Investigation of electrochemical features of a novel Ni2P2O7-Polyaniline nanohybrid as electroactive material in high-reliable supercapacitors

Abstract

A novel nanohybrid of Ni₂P₂O₇-Polyanaline (NPP) has been engineered to study energy storage performance. The nanohybrid was fabricated by surface coating of Ni₂P₂O₇ layered nanostructure (NPL) with the conductive polymer polyaniline (PANI). Initially, pristine Ni₂P₂O₇ layered nanostructure (NPL) was synthesized through single-step hydrothermal approach. Subsequently, hybrid composite (NPP) was constructed using in-situ oxidative polymerization of aniline monomer. The structural, morphological, and compositional properties of synthesized samples were characterized via XRD, FTIR, SEM, TEM, XPS and BET analysis.

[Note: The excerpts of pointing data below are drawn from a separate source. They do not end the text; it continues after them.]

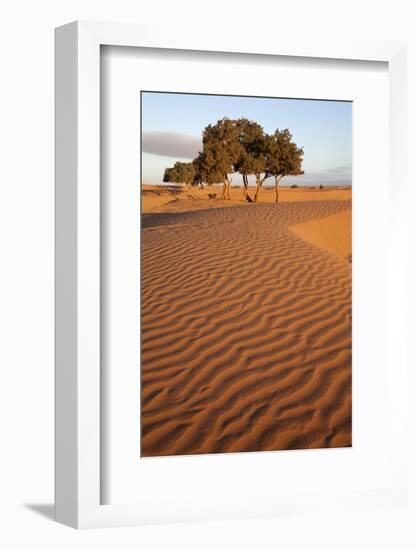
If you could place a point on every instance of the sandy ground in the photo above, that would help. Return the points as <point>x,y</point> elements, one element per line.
<point>246,322</point>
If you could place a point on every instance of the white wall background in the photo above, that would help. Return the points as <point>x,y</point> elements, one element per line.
<point>26,269</point>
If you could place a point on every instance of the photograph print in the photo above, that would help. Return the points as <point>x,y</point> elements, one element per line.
<point>246,274</point>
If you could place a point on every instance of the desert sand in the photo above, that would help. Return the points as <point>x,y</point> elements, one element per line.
<point>246,321</point>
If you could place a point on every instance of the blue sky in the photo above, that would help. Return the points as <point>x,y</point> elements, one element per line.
<point>172,125</point>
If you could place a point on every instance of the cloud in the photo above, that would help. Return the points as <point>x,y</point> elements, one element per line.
<point>341,170</point>
<point>171,144</point>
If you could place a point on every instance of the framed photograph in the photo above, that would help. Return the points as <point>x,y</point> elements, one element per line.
<point>229,330</point>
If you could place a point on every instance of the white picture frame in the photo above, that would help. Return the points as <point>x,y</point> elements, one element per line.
<point>78,406</point>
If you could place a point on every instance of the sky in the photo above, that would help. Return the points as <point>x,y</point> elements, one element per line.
<point>172,125</point>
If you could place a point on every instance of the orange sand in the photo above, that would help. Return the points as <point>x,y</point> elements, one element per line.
<point>246,322</point>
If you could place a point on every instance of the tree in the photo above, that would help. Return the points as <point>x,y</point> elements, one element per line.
<point>221,152</point>
<point>250,133</point>
<point>181,172</point>
<point>283,157</point>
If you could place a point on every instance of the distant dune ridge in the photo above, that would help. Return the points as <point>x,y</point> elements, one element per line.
<point>246,322</point>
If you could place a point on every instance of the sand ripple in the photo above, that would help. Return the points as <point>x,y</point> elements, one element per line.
<point>246,332</point>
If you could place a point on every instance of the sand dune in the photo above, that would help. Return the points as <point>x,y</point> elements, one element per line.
<point>246,328</point>
<point>163,198</point>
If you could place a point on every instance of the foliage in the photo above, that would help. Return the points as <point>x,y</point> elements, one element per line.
<point>242,146</point>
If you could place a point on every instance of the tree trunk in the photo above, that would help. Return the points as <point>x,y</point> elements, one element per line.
<point>226,189</point>
<point>277,180</point>
<point>258,188</point>
<point>245,188</point>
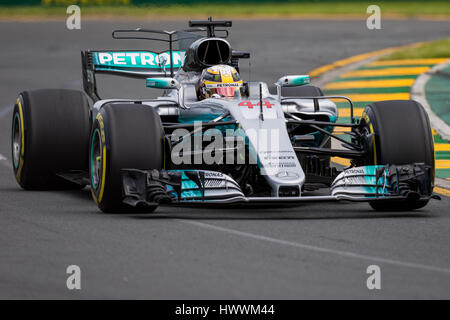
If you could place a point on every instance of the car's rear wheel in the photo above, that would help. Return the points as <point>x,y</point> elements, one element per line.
<point>124,136</point>
<point>50,133</point>
<point>399,133</point>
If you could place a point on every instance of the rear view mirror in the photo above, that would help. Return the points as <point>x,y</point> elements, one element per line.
<point>162,83</point>
<point>293,81</point>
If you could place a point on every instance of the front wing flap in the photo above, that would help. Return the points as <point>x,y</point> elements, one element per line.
<point>367,183</point>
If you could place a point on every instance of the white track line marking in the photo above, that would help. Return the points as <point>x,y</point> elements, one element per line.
<point>317,249</point>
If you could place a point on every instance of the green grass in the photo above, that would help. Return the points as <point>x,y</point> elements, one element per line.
<point>389,9</point>
<point>434,49</point>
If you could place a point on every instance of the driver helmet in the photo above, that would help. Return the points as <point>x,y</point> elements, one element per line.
<point>220,81</point>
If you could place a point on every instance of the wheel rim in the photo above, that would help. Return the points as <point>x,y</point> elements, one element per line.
<point>96,159</point>
<point>17,140</point>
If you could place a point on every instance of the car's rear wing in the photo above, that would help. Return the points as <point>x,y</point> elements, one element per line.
<point>147,64</point>
<point>131,63</point>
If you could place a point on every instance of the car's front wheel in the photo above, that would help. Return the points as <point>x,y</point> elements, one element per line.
<point>124,136</point>
<point>399,133</point>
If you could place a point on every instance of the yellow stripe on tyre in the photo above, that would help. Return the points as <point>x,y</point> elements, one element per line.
<point>22,132</point>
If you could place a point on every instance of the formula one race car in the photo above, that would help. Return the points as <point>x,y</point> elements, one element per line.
<point>212,138</point>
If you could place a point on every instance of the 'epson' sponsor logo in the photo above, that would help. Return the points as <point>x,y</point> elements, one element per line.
<point>140,59</point>
<point>287,175</point>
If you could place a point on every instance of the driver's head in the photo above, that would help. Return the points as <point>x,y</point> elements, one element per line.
<point>219,81</point>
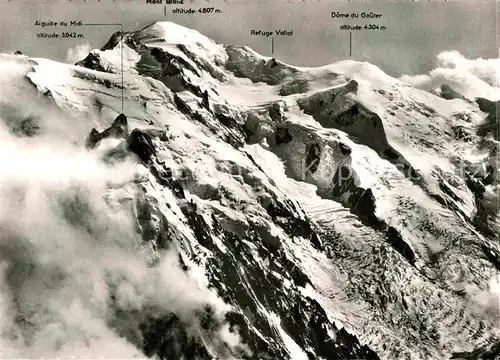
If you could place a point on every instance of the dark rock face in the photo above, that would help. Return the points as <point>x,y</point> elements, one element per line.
<point>448,93</point>
<point>29,127</point>
<point>93,62</point>
<point>141,144</point>
<point>118,129</point>
<point>492,121</point>
<point>396,240</point>
<point>313,152</point>
<point>283,136</point>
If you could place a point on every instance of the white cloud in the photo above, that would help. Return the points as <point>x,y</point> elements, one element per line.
<point>65,252</point>
<point>470,77</point>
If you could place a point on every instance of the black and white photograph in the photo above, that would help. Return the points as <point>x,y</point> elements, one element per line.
<point>249,179</point>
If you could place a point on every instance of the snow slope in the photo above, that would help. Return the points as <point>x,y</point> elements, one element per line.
<point>334,212</point>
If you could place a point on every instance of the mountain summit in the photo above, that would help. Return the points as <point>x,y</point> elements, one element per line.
<point>180,198</point>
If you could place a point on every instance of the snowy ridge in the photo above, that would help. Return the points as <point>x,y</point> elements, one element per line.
<point>333,212</point>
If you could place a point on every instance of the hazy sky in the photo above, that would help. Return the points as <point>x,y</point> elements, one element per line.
<point>416,30</point>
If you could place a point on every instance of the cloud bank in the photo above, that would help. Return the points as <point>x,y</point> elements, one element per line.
<point>470,77</point>
<point>74,282</point>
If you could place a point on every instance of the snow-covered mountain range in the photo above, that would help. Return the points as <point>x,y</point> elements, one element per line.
<point>175,198</point>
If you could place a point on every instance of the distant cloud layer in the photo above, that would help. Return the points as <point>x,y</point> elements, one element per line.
<point>471,77</point>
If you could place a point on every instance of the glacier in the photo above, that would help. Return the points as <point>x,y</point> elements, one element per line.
<point>213,203</point>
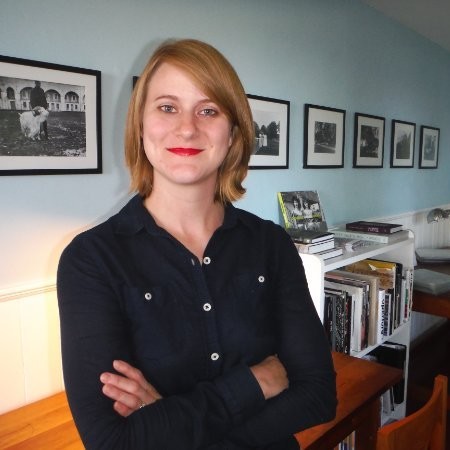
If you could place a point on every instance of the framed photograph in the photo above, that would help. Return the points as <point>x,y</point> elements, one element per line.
<point>271,121</point>
<point>324,136</point>
<point>368,146</point>
<point>429,147</point>
<point>403,138</point>
<point>50,118</point>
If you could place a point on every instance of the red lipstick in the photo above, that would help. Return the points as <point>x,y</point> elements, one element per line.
<point>183,151</point>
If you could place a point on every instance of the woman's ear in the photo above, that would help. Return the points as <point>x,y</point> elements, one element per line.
<point>231,139</point>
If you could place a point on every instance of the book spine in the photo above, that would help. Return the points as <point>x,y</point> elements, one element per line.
<point>369,228</point>
<point>287,222</point>
<point>363,236</point>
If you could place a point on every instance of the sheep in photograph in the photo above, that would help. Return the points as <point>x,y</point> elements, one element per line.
<point>30,122</point>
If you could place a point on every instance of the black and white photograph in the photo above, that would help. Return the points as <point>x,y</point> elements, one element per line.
<point>368,148</point>
<point>429,147</point>
<point>50,118</point>
<point>403,137</point>
<point>302,210</point>
<point>324,136</point>
<point>271,121</point>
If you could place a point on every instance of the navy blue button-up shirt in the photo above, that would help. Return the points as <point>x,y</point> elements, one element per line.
<point>128,290</point>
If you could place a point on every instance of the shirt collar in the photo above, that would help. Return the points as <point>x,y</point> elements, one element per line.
<point>134,217</point>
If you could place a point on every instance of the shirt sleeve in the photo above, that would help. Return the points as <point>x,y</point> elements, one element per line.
<point>304,351</point>
<point>94,333</point>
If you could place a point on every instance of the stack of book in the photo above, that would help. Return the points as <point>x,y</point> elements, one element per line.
<point>319,243</point>
<point>377,232</point>
<point>365,303</point>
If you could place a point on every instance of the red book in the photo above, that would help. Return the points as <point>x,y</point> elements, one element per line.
<point>374,227</point>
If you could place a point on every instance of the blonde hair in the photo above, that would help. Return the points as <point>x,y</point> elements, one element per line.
<point>216,77</point>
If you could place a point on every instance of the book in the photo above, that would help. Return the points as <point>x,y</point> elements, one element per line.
<point>301,210</point>
<point>390,276</point>
<point>331,253</point>
<point>376,238</point>
<point>431,282</point>
<point>373,227</point>
<point>310,236</point>
<point>358,290</point>
<point>373,281</point>
<point>433,255</point>
<point>338,319</point>
<point>315,248</point>
<point>394,355</point>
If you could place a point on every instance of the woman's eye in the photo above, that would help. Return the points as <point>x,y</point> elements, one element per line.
<point>167,108</point>
<point>208,112</point>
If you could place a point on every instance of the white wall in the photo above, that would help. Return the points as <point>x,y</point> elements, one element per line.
<point>337,53</point>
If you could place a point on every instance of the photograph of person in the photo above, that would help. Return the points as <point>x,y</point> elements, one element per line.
<point>186,323</point>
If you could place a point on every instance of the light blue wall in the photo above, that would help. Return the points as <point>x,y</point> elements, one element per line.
<point>337,53</point>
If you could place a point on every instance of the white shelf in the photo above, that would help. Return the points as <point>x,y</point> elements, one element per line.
<point>400,251</point>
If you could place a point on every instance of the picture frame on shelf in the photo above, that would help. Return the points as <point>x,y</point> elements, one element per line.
<point>271,120</point>
<point>429,147</point>
<point>368,146</point>
<point>403,136</point>
<point>50,116</point>
<point>324,137</point>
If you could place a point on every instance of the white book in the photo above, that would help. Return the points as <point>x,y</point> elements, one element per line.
<point>376,238</point>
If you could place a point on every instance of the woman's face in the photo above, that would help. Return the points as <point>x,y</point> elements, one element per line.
<point>185,134</point>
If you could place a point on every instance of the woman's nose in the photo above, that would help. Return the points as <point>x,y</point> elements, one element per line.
<point>187,126</point>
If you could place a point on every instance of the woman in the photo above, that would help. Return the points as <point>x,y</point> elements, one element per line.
<point>187,323</point>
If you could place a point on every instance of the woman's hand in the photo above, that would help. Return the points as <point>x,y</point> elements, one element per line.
<point>271,376</point>
<point>130,390</point>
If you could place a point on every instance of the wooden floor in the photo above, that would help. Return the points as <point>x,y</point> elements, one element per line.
<point>426,360</point>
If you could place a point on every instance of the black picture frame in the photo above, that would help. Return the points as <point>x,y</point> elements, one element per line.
<point>368,143</point>
<point>324,137</point>
<point>429,147</point>
<point>403,138</point>
<point>271,120</point>
<point>73,97</point>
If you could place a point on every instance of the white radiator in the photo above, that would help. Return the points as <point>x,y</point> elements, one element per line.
<point>436,234</point>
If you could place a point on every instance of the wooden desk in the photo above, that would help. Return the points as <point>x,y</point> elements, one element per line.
<point>48,424</point>
<point>437,305</point>
<point>360,384</point>
<point>45,424</point>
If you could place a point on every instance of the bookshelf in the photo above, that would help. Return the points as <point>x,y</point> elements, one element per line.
<point>401,251</point>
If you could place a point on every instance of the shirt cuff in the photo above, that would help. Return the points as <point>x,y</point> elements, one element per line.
<point>241,392</point>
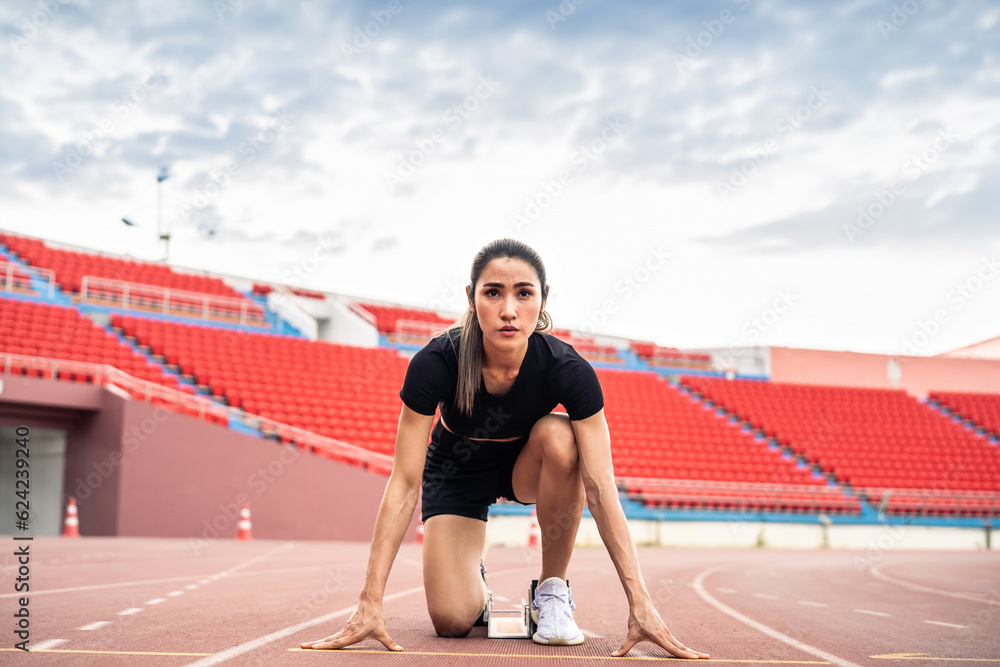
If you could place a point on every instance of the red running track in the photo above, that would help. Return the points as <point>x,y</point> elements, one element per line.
<point>116,601</point>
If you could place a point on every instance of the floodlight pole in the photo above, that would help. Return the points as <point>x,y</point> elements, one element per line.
<point>163,234</point>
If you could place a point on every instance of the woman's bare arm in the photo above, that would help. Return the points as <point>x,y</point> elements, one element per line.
<point>594,444</point>
<point>394,515</point>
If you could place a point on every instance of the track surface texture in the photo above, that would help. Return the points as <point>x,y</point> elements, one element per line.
<point>117,601</point>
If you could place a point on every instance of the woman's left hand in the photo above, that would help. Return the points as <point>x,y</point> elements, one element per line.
<point>645,624</point>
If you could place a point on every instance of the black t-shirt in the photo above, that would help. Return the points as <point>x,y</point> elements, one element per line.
<point>552,372</point>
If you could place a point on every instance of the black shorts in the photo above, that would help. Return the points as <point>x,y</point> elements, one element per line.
<point>464,477</point>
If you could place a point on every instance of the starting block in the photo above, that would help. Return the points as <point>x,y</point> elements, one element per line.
<point>511,623</point>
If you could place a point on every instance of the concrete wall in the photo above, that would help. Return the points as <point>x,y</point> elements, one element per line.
<point>140,470</point>
<point>512,530</point>
<point>919,375</point>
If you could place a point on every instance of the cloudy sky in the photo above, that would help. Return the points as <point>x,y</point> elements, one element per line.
<point>804,174</point>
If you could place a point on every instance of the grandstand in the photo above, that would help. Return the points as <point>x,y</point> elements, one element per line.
<point>695,434</point>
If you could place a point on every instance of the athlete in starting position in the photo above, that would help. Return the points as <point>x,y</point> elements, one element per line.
<point>496,375</point>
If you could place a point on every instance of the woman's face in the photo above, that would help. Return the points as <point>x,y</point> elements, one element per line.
<point>508,295</point>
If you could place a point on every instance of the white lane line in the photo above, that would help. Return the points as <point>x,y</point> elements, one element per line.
<point>927,589</point>
<point>98,586</point>
<point>94,626</point>
<point>947,625</point>
<point>254,644</point>
<point>699,588</point>
<point>144,582</point>
<point>873,613</point>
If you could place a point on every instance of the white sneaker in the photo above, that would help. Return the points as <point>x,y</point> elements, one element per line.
<point>552,609</point>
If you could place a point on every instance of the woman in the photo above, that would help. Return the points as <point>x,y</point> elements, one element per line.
<point>496,375</point>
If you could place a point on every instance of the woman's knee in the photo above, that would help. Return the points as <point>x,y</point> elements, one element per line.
<point>557,439</point>
<point>451,625</point>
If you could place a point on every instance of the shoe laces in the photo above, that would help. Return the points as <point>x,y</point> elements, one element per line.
<point>550,595</point>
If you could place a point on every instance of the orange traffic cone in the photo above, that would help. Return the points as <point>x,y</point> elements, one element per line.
<point>243,527</point>
<point>71,526</point>
<point>534,534</point>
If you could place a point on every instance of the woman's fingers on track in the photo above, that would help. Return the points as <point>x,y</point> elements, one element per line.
<point>667,642</point>
<point>384,637</point>
<point>630,641</point>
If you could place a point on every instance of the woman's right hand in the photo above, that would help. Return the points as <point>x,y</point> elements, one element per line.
<point>366,623</point>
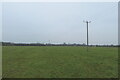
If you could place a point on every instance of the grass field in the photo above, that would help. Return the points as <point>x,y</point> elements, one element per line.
<point>59,62</point>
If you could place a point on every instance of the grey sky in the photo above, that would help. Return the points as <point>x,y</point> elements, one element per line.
<point>60,22</point>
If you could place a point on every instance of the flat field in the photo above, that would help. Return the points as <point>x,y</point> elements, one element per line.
<point>59,62</point>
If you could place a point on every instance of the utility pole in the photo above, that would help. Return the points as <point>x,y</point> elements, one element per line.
<point>87,22</point>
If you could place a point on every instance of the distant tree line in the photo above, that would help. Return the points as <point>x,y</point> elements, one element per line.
<point>48,44</point>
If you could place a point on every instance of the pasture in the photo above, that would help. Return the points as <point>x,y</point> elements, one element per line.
<point>59,62</point>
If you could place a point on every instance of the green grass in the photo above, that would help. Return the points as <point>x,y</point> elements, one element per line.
<point>59,62</point>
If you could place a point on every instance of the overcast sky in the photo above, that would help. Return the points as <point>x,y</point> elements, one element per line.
<point>60,22</point>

The electrochemical performances of the materials were evaluated for supercapacitor performance using Cyclic Voltammetry (CV), Galvanostatic Charge-Discharge (GCD) test, Electrochemical Impedance analysis (EIS), and cyclic stability assessments. The results demonstrated that the hybrid composite exhibited significantly enhanced capacitance of 1333.9 F/g at 1 mV/s, 1150 F/g at 1 A/g from CV and GCD measurements respectively, including impressive stability performance, retaining 95% of its capacitance over 7000 CV cycles. Furthermore, symmetrical supercapacitor device constructed using NPP electrodes and operated at potential window of 1.6 V. The assembled symmetric device demonstrated superior energy density, power density, and cycling performance. The improvements in the performance of the three and two-electrode systems are attributed to PANI coating on the NPL surface, indicating that the hybrid composite is promising candidate for highly reliable supercapacitors.